Le Département fédéral des Affaires étrangères déconseille aux voyageurs d'effectuer un séjour touristique ou autre au Caire et dans les villes d'Alexandrie, de Suez et d'Ismailia.

Berne estime qu'il faut "s'attendre à d'autres manifestations et des violences au Caire et dans les grandes villes de province".

Plusieurs voyagistes suisses ont aussi renoncé aux excursions prévues au Caire et autour des pyramides. Les voyageurs en partance pour Le Caire peuvent annuler leur réservation, sans frais supplémentaires, auprès de Kuoni, Hotelplan et Tui Suisse. Cette procédure est valable jusqu'au 15 février 2011.

La plupart des clients des trois voyagistes ne résideraient pas au Caire même mais surtout dans les stations balnéaires égyptiennes.

Sur 720 clients concernés chez Hotelplan, 17 ont choisi le Caire. Chez Kuoni, neuf touristes sur six cents sont actuellement dans la capitale égyptienne.

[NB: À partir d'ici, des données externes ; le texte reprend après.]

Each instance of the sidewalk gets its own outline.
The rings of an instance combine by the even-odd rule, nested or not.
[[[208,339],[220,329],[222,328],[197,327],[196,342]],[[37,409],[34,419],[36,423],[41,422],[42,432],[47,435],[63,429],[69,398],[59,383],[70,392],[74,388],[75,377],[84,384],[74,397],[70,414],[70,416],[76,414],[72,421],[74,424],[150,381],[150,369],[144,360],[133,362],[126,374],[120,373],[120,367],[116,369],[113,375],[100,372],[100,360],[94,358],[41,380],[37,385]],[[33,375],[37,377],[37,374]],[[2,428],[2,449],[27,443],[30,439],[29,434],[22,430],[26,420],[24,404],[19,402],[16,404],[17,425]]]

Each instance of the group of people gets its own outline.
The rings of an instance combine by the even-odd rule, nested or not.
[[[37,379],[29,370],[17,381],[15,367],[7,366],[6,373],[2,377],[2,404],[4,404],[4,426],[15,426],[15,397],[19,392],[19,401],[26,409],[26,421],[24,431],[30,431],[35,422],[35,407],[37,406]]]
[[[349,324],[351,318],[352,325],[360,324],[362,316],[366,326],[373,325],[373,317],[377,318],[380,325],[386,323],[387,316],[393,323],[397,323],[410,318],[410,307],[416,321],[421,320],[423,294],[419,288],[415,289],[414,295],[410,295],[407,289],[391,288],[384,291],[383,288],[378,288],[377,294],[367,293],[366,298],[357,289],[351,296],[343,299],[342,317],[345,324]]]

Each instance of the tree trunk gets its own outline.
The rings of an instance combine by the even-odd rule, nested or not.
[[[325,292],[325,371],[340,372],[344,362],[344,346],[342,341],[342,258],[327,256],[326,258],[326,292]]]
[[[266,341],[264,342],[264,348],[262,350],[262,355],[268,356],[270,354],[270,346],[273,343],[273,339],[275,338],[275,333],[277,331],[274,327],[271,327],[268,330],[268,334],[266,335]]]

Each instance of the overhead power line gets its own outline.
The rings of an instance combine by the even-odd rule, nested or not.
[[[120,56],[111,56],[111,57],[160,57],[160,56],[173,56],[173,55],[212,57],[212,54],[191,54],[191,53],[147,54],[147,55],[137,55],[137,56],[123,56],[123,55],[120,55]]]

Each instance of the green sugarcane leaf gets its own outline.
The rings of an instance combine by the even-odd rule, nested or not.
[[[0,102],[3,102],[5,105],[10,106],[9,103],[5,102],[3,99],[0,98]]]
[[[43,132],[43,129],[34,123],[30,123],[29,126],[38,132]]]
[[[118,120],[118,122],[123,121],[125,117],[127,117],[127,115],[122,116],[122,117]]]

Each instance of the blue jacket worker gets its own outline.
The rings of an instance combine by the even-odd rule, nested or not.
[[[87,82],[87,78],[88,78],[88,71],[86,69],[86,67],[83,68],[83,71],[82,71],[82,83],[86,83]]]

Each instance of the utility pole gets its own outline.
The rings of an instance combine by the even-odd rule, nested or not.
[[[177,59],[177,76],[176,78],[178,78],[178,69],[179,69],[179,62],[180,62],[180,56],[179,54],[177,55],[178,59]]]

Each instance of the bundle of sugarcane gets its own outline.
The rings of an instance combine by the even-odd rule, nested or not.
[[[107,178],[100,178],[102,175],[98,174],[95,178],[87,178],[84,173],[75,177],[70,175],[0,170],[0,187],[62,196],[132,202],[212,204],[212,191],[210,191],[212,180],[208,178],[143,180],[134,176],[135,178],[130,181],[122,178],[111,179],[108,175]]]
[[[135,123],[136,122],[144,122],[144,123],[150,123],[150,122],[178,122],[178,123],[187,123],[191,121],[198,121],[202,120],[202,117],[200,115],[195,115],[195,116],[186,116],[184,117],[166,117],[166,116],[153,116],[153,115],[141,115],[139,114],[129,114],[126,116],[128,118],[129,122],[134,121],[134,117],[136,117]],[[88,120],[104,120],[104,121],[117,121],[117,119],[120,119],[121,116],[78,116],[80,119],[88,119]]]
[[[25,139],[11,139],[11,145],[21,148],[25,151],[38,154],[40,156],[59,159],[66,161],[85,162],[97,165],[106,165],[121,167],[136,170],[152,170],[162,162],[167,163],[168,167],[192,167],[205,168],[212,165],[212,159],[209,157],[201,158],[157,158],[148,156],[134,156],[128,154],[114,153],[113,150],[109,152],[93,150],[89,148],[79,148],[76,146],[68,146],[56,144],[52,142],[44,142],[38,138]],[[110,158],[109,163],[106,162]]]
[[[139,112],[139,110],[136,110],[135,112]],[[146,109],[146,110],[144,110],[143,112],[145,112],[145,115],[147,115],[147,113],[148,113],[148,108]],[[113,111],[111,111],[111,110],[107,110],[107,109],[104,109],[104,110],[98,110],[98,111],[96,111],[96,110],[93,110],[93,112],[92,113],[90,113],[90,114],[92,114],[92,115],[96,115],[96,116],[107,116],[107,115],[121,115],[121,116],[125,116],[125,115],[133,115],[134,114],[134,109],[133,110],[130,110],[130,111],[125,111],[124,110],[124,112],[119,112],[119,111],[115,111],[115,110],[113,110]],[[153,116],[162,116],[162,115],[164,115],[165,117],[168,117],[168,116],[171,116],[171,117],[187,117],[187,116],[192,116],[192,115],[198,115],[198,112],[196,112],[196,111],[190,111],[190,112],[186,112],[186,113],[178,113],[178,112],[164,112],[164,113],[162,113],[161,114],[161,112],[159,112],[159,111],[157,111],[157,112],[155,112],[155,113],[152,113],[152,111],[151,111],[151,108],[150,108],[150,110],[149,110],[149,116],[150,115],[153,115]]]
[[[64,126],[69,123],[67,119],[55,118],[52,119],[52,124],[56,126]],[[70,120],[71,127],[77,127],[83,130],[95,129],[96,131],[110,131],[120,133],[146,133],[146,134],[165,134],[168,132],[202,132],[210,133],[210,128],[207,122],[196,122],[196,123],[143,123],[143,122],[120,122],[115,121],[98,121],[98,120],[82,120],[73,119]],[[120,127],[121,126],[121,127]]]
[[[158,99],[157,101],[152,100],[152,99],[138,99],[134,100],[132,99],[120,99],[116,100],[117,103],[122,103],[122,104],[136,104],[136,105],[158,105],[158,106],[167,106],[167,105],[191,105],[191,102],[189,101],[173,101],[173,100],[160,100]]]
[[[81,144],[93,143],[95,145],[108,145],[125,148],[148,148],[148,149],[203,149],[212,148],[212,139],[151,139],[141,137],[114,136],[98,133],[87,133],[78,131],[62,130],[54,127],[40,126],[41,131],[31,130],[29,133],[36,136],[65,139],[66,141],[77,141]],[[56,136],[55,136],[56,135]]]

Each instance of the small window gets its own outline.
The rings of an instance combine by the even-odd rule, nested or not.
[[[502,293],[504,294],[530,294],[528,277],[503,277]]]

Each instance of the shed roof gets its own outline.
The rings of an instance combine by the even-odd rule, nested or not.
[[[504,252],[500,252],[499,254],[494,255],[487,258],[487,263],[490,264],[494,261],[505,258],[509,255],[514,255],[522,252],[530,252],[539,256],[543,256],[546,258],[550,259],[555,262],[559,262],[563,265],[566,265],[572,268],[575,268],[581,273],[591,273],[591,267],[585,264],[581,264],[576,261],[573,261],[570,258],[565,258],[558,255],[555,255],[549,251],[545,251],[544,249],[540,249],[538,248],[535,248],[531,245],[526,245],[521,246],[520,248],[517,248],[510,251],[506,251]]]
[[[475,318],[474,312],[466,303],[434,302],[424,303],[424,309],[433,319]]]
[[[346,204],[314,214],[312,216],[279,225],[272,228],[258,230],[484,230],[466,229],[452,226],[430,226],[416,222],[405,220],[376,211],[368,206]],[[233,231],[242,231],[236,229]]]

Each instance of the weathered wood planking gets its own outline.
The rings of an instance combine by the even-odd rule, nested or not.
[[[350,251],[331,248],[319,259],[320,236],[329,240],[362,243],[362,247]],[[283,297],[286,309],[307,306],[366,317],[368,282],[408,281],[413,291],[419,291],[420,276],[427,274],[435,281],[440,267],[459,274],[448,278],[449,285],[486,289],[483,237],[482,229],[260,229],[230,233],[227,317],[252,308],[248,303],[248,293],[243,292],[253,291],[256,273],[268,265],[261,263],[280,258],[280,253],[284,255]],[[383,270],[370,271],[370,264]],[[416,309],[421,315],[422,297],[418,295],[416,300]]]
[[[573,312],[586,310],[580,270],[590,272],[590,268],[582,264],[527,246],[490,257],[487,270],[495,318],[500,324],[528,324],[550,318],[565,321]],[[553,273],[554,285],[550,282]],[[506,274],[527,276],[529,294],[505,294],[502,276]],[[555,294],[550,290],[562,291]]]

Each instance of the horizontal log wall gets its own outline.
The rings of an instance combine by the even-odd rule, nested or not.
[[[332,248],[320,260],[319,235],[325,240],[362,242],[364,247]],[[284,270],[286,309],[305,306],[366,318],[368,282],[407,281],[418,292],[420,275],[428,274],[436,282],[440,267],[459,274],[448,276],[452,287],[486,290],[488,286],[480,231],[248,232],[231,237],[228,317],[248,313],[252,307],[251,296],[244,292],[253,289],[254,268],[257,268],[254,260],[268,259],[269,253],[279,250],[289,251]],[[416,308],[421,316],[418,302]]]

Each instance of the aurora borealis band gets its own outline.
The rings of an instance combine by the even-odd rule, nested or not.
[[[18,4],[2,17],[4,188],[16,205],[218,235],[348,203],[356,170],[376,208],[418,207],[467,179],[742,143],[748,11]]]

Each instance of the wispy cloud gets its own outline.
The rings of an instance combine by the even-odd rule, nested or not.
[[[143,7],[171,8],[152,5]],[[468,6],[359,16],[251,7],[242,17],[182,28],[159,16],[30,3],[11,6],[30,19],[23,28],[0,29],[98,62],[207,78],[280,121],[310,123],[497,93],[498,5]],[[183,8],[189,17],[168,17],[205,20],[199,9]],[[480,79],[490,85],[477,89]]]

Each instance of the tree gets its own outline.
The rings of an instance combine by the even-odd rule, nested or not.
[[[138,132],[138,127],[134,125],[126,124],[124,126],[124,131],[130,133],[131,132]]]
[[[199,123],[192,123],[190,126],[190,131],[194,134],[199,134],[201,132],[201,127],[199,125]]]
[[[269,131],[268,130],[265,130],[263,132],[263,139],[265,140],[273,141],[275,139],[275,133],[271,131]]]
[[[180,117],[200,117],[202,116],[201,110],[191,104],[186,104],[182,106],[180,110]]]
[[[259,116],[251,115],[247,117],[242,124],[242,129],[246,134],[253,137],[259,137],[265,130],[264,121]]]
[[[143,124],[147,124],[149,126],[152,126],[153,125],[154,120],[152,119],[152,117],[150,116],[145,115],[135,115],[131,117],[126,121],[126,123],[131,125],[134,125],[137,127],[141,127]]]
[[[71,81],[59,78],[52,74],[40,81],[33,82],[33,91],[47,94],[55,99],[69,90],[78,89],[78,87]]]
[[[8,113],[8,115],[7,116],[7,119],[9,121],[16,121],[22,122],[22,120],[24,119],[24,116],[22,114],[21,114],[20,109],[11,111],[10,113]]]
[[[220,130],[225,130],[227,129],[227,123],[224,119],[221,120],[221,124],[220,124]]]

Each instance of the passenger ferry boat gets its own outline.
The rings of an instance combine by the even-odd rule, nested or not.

Enfin, chez Tui Suisse, sur 400 clients seule une poignée d'entre eux se trouveraient dans la capitale égyptienne.

La présidente de la Confédération Micheline Calmy-Rey s'est elle dit préoccupée par l'escalade de la violence en Egypte. Elle appelle le gouvernement égyptien à respecter les libertés d'expression et de rassemblement.

Un blocage des fonds du président Moubarak ou des hauts dirigeants de son parti n'entre pas en ligne de compte pour l'instant, a-t-elle précisé.